まずは、「話す機会」を作りましょう。自分が上司だとしたら定期的な1on1面談を持つのも一つの対策になるでしょう。同僚の場合はどうでしょうか。「最近どう?」などの軽い声掛けをしてみるところから始めてみるといいでしょう。相手の様子によっては、ランチや飲みに誘うこともできるかもしれません。

話す機会を作れたら、まずは聴くことに徹しましょう。相手が話したいことを話せる空気を作るようにし、頷きやあいづちを多くして、しっかりと話したいことを話してもらいましょう。途中で話を奪わず、アドバイスは控えて、吐き出してもらうことが大切です。

しっかり話を聴くことができたら、次に「共感」や「承認」します。例えば、「仕事は今そんな状況だったんだね。知らなかったよ。そんな大変な中、ずっと頑張ってたんだね」とか、「それは悩んでしまうね。しんどいんだね」など。相手の立場に立って、相手が感じている感情を代わりに口にしてみるようにしましょう。たとえ相手の感情と合っていなくても、相手は気にしてくれていることが嬉しく感じると思います。伝えてみることが大切です。

専門家につなぐことも意識しましょう。社内のEAP(従業員支援プログラム)や相談窓口、病院などを進めてみることも必要であれば伝えていきましょう。

世界メンタルヘルスデーJAPAN2025のテーマ

2025年の世界メンタルヘルスデーのテーマは「サービスへのアクセス:災害や緊急事態におけるメンタルヘルス」です。非常時においても誰もが適切な心のケアを受けられる社会の実現を目指しています。「どんな状況でも、誰も取り残さない」メンタルヘルス支援の在り方を問い直すものになっています。
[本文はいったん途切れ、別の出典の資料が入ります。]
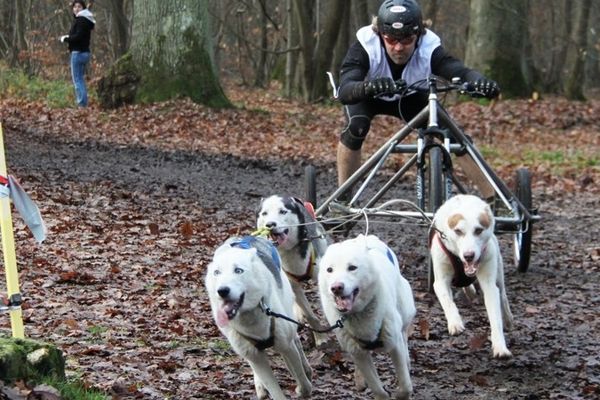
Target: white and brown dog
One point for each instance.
(243, 281)
(464, 248)
(360, 285)
(301, 242)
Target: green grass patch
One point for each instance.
(74, 389)
(55, 94)
(562, 159)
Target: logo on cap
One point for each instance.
(398, 9)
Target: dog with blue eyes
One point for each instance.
(246, 287)
(360, 284)
(301, 242)
(464, 249)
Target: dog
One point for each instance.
(243, 281)
(464, 248)
(301, 242)
(360, 285)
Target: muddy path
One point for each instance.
(93, 193)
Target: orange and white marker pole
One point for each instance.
(8, 248)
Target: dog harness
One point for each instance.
(372, 344)
(262, 344)
(265, 251)
(460, 279)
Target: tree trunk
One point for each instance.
(303, 19)
(430, 10)
(497, 42)
(324, 50)
(20, 44)
(171, 48)
(577, 51)
(260, 79)
(119, 27)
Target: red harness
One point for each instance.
(460, 279)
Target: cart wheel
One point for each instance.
(310, 184)
(436, 197)
(523, 239)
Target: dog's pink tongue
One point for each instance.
(222, 318)
(470, 269)
(281, 239)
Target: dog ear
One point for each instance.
(454, 219)
(486, 218)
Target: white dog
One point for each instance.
(243, 280)
(301, 243)
(361, 285)
(464, 247)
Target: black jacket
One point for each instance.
(356, 66)
(79, 35)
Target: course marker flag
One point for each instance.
(8, 249)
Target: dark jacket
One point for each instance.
(81, 31)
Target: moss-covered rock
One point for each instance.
(119, 85)
(26, 359)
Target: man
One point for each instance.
(396, 46)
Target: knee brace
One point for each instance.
(355, 132)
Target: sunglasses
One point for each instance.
(405, 41)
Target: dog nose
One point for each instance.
(469, 256)
(337, 288)
(223, 292)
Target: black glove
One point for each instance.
(487, 87)
(380, 86)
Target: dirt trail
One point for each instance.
(145, 288)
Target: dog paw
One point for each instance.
(381, 396)
(402, 395)
(501, 352)
(304, 391)
(261, 392)
(359, 381)
(455, 328)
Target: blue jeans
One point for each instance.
(78, 62)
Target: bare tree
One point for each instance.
(170, 56)
(492, 45)
(577, 51)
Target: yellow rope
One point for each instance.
(262, 232)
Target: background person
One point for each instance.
(79, 46)
(395, 46)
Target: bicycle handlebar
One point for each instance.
(435, 84)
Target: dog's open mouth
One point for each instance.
(471, 268)
(279, 237)
(229, 310)
(345, 303)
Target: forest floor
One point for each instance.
(137, 199)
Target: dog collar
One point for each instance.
(263, 344)
(460, 279)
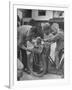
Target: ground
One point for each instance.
(52, 74)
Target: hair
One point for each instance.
(36, 32)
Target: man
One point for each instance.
(22, 32)
(59, 39)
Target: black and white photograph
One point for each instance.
(40, 44)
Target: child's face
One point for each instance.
(38, 41)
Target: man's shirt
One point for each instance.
(22, 32)
(59, 39)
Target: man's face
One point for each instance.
(54, 30)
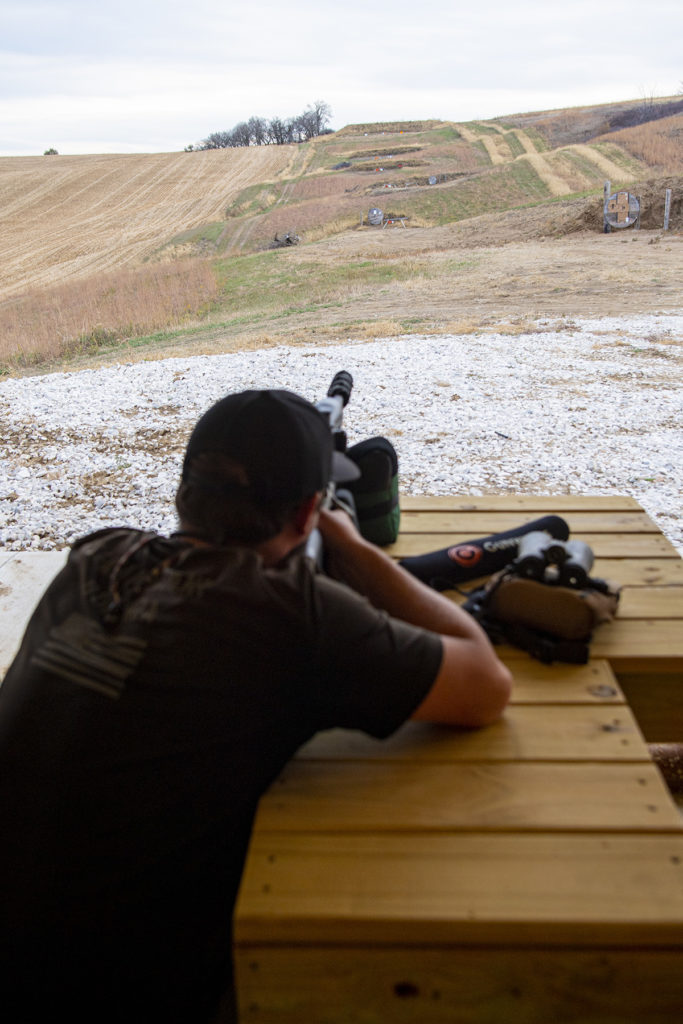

日本の今年のテーマは「つながる、どこでも、だれにでも」です。厚生労働省は「こころを支える輪を広げる」ことを目的に、自治体や企業と連携したイベントを展開しています。厚生労働省とNPO法人シルバーリボンジャパンが連携し、全国でライトアップイベントやワークショップを開催。東京タワーや京都タワーなどがシルバー&グリーンにライトアップされ、心の健康への関心を高める象徴的な取り組みが行われます。

管理職自身のセルフケアも忘れずに

部下のメンタルヘルスももちろん重要ですが、自分自身のメンタルケアも忘れないようにしていきましょう。上司である自分のメンタルを崩すと、チームにも多大な影響があるでしょう。10月10日の世界メンタルヘルスデーを機会に、自分自身の心が疲れすぎていないか、しんどく感じていることが解消されずに放置されていないか、立ち止まって考えてみると良いと思います。この機会に、職場の「こころの健康」について考え、行動を起こしてみませんか?